The ID is used to uniquely identify nodes and when connecting nodes to each other in relationships. If a node with the same ID is seen more than once, it is only created for the first instance observed in the flat file. If a node with the same ID is seen again, any properties are updated, resulting in the most recently read properties being kept. As mentioned, the node ID is crucial when creating relationships and this is explained in further detail in the section on mapping relationships.

If you added the file already, you can choose to map properties from that file. Import derives the properties from the columns in the file and guesses the data type. With this option, you can select which properties to use. Once selected, you can rename the properties, change the data type, if needed, and select which property should serve as the node ID.

By default, Import uses the property with id in its name as the ID, but if none of the columns in the mapped file meet this condition, or if more than one does, you have to manually select which property to use as the node ID. Whether you let Import select the ID or you do it manually, every node needs to have an ID in order to complete the mapping.

The property used as node ID is marked with a key icon.

Relationships

Much like how a node needs to have a label, a relationship needs to have a type. This can be typed directly on the relationship or in the details panel. The file to map the relationship to is selected in the same way as for nodes. Depending on your data, this file could be:

The same file as used for the nodes at both ends of the relationship. In this case, Import automatically maps the file and appropriate columns. It is easy for it to indentify the file columns to use in the From and To mapping, as they have already been mapped as ID properties to the nodes at each end.
A file that is used to define the node at only one end of the relationship, but also contains a column that contains the ID of the other node. In this case, you need to manually select the file and specify the From and To mapping manually. This is similar to a table in a relational database the contains a Foreign Key to link to another table, but here that key is used to link to another node rather than a table.
A completely separate file that is used solely to define the relationship. In this case, you need to select the relevant file and then map the columns in the file that correspond to the From and To node ID properties. This is similar to a link table in relational database terms.

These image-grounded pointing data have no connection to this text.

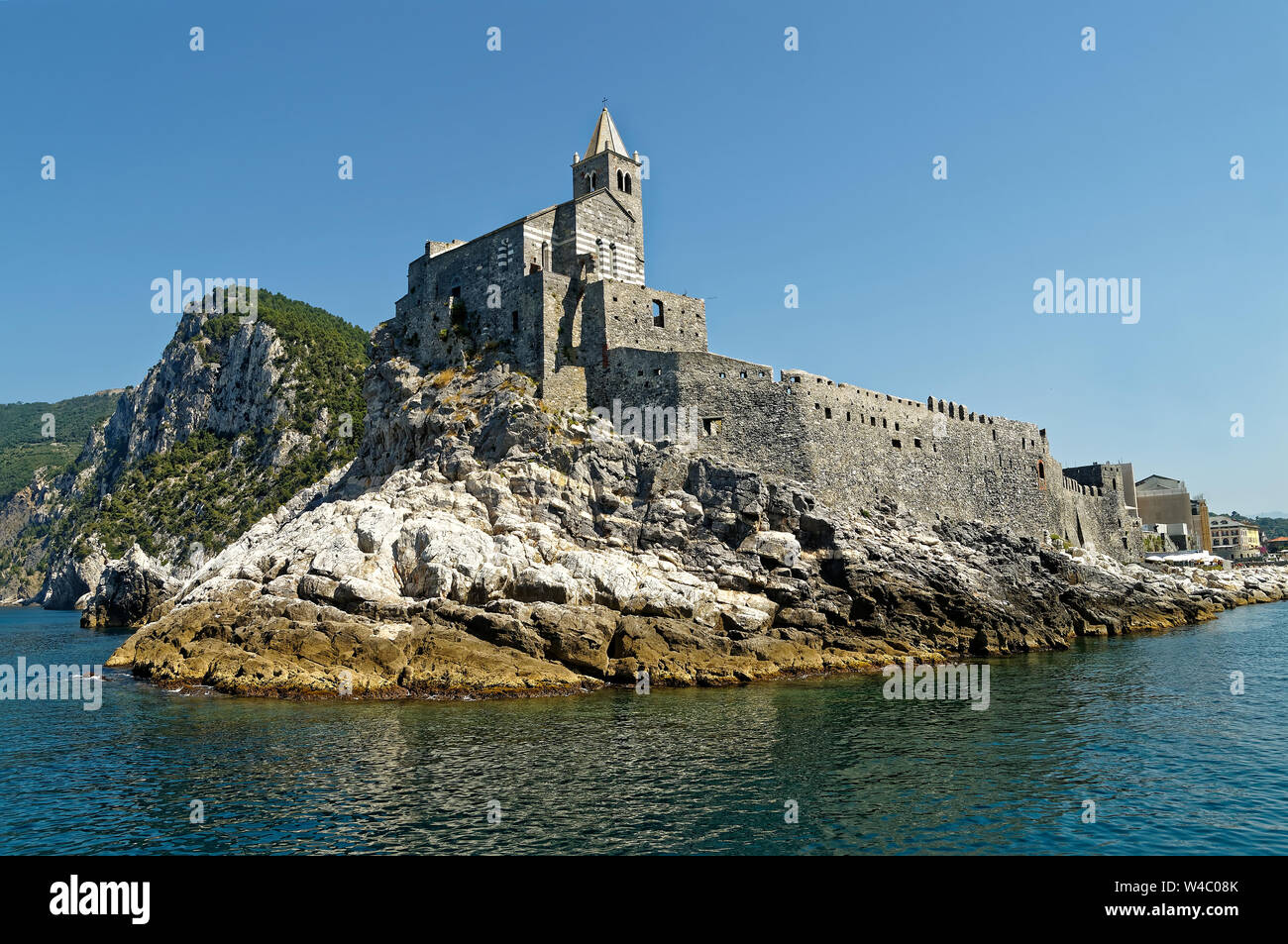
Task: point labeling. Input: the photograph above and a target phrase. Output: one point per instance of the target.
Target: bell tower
(606, 165)
(606, 206)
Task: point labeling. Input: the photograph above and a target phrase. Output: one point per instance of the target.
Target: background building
(1235, 540)
(1166, 505)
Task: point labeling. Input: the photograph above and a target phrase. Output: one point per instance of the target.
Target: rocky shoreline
(484, 546)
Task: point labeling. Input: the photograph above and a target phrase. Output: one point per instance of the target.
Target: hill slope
(25, 447)
(228, 424)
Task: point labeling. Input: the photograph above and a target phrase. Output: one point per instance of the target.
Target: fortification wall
(859, 447)
(626, 316)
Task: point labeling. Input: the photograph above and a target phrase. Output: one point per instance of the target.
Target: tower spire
(604, 137)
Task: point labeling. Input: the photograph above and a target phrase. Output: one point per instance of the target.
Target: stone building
(562, 295)
(1201, 523)
(1164, 505)
(1235, 540)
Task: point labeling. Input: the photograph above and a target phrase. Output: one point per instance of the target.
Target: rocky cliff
(483, 545)
(226, 426)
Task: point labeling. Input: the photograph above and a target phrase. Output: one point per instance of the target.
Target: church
(562, 296)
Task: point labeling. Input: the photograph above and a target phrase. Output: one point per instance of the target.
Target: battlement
(561, 295)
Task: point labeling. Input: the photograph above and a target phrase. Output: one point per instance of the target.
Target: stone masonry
(561, 295)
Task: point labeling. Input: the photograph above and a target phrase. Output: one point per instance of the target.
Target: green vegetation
(207, 488)
(22, 447)
(330, 352)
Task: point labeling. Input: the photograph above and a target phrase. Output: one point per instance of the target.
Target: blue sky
(768, 167)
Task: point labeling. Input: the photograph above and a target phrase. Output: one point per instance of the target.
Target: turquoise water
(1144, 726)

This part is crucial to ensuring the relationships link nodes as indended. It is defined in the Node ID mapping section of the details panel.

File filtering

When mapping a file, both to nodes and relationships, you can use a toggle to filter the file. This is useful when using aggregate node lists and relationship lists as source files. Aggregate node lists contain all the nodes in the same file and they can be separated/grouped together by having the same value in a specific column. Aggregate relationship lists contain corresponding information about relationships in one file and the relationships can be grouped together in the same fashion. The file filtering allows you to select a column and an exact value to match and only the elements that match are used as a source for that element in your data model.

Node exclude list

Sometimes a source file may contain a column where multiple rows have the same string as the value, such as [empty] or null. If this column is used as node ID, and you run the import, this results in the creation of "super nodes". Every row in the mapped file that has such a value end up being connected to the same node, the "super node". To avoid this, you can specify strings that should cause Import to exclude the rows they appear in. By default, Import excludes any rows where the value of the node ID column is empty.

The node exclude list is available from the more menu (…) in the data model panel, under Settings.

Complete the mapping

If the mapping is not complete, ie. if any element in the model is missing the green checkmark, the import can’t be run. If you try, Import sends an error message and highlights which element(s) in the model is missing information and also which fields in the details panel need to be filled out.

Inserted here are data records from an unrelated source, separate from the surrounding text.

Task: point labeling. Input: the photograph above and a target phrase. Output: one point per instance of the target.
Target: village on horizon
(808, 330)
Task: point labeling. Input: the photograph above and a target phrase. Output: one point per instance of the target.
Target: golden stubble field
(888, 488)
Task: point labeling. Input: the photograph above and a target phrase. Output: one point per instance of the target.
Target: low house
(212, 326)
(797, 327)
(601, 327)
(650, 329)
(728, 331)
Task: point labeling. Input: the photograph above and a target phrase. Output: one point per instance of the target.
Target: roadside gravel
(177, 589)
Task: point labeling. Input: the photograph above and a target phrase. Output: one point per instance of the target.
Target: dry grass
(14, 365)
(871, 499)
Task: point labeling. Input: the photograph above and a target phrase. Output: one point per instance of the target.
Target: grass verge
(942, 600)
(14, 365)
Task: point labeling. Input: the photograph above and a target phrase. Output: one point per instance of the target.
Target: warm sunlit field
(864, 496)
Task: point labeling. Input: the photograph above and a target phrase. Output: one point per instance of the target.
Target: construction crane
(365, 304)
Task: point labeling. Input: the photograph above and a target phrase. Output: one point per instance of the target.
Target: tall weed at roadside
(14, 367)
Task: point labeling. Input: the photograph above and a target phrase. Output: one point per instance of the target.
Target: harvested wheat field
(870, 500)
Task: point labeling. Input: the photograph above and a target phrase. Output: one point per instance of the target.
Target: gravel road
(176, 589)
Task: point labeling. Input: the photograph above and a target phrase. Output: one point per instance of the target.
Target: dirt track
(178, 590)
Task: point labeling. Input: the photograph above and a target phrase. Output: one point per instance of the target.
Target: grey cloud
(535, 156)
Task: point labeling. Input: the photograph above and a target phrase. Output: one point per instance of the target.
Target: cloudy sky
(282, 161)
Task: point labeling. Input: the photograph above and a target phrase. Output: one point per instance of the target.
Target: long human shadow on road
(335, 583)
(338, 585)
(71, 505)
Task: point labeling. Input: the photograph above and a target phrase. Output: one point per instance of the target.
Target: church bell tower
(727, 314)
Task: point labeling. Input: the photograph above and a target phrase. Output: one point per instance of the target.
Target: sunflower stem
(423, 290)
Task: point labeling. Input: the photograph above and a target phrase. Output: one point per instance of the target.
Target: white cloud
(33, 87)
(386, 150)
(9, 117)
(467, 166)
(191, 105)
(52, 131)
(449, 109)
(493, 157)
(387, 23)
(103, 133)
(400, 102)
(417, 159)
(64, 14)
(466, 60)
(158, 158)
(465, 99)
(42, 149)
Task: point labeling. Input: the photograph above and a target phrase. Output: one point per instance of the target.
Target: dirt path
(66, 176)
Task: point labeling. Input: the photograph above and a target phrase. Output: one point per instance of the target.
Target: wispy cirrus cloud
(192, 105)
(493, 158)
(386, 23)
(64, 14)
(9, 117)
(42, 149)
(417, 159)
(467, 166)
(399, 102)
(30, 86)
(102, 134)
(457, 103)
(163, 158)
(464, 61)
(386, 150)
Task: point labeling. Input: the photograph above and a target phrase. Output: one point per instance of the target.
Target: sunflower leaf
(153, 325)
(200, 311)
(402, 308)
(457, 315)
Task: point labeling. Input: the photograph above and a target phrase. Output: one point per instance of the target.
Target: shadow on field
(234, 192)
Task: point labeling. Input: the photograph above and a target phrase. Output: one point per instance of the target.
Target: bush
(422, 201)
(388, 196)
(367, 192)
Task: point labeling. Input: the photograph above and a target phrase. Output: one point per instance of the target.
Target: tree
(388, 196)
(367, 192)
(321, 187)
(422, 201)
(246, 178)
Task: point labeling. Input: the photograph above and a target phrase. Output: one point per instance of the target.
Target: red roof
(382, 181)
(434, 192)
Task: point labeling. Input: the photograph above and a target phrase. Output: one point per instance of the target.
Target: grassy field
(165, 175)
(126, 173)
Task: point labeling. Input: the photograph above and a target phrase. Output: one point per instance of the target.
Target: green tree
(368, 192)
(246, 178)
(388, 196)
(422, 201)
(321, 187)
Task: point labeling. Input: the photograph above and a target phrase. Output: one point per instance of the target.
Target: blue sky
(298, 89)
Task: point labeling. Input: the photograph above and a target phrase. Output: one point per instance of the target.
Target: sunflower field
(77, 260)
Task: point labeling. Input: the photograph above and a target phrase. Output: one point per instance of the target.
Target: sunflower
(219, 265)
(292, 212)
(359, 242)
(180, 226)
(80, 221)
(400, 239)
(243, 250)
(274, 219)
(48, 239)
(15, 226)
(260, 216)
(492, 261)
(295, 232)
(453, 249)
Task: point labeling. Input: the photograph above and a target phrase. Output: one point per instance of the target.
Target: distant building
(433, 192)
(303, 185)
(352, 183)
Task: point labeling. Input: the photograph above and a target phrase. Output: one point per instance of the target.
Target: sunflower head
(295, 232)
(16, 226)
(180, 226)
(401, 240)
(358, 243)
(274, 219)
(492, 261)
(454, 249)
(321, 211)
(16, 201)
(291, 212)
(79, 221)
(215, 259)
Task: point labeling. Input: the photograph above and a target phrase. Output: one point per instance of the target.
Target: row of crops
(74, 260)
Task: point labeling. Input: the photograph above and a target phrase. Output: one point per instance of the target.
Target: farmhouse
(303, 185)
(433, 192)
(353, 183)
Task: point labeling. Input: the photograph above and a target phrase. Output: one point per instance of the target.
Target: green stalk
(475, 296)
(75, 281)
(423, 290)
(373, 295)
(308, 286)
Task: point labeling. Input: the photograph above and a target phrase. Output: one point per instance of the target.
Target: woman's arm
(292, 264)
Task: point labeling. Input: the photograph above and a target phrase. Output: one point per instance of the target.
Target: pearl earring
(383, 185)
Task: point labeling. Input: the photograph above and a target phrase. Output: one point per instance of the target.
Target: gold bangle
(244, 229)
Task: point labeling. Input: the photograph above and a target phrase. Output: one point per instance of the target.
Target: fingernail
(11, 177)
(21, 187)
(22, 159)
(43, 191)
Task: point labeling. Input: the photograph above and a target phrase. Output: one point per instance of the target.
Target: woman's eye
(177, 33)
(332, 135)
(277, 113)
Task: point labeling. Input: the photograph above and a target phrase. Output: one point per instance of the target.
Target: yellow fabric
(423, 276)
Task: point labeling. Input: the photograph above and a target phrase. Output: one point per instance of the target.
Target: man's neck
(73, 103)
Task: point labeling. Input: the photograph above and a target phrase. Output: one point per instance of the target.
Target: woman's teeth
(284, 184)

For nodes, the following information is required:

Label - to identify the type of a node
File - the source file for the node from which the properties are derived
Properties - at least one property needs to be selected and if more than one, one needs to be selected as the node ID

For relationships:

Type - a name that describes the relationship it represents
File - the source file that contains information on which nodes are connected by the relationship
Node ID mapping - which nodes in the model are connected by the relationship; their labels, IDs and ID columns.

If the mapping is not complete, you can run a preview of the import, but it does not contain incompletely mapped elements.

Once every element in the model has a green checkmark to indicate complete mapping, the import can be run.